La continua campagna di odio contro la Frontini che può influenzare “atti violenti” e discriminatori

Ora a leggere certa stampa bisognerebbe quasi chiedere scusa all’autore dello “scherzo(?)- installazione (?)” dell’altro giorno che ha colpito violentemente la sindaca come persona e come donna.

Ci troviamo dinanzi ad un artista di rilevanza internazionale (?!!!) che non pensava minimamente alla sindaca, ma ad una sua provocazione contro gli usi cambiati del “consumo di amore”.

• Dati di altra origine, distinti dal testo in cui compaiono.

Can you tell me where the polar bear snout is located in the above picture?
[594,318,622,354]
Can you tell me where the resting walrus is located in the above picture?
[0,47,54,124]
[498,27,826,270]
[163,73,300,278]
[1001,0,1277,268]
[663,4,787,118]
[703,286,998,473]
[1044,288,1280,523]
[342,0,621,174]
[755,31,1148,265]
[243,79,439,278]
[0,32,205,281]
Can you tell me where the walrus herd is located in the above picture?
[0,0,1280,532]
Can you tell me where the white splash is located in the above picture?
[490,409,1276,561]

Ci sono indagini in corso, per carità, seguiranno il loro iter, si saprà la verità prima o poi, ma per quello che ci riguarda più che un’opera d’arte la cosa ci è sembrata una volgarissima pagliacciata mirata a ridicolizzare e offendere la sindaca, probabilmente venuta fuori come idea dall’installatore e forse da un suo giro di consiglieri artistici che aveva un obiettivo molto chiaro da perseguire.

La macchina della Frontini è ben conosciuta in tutto il quartiere e non si sono mai visti veicoli parcheggiati identici, a meno di prove contrarie fornite dall’autore o dagli autori del discriminatorio gesto.

Un gesto che sembra anche la conseguenza di una campagna di odio contro la sindaca attuata da alcune gazzette e gruppi social martellante, asfissiante, che ha l’obiettivo di mettere la Frontini all’angolo e di disegnarla come la responsabile non solo dei mali di viterbo di oggi, ma di quelli di sempre, dalla notte dei tempi in poi.

Si sa che le campagne di odio, il distillare veleni di continuo, possono spingere soggetti influenzabili a compiere atti violenti o ad improvvisare provocazioni non meno violente nel loro significato e nella loro evidente antiestetica, gratuita perfidia.

La critica è un diritto inalienabile in ogni sistema democratico, ma a farla dovrebbe essere in primis l’opposizione in consiglio: e se questa mostra di essere inefficace e disunita, può essere compensata anche dalla protesta diretta dei cittadini, ma civile, corretta, non veicolata dalla mano malevola e dall’antipatia personale verso la sindaca di qualche sub guru invelenito da avvenuta lesa maestà ( ?!!!) o da manganellatori artisti (?) a caccia di pelosa visibilità, ma capaci solo di difendersi in un tristissimo anonimato più che di offrire alla città i propri dati anagrafici fieri, a petto in fuori, delle proprie invenzioni destinate a passare alla storia del cattivo gusto.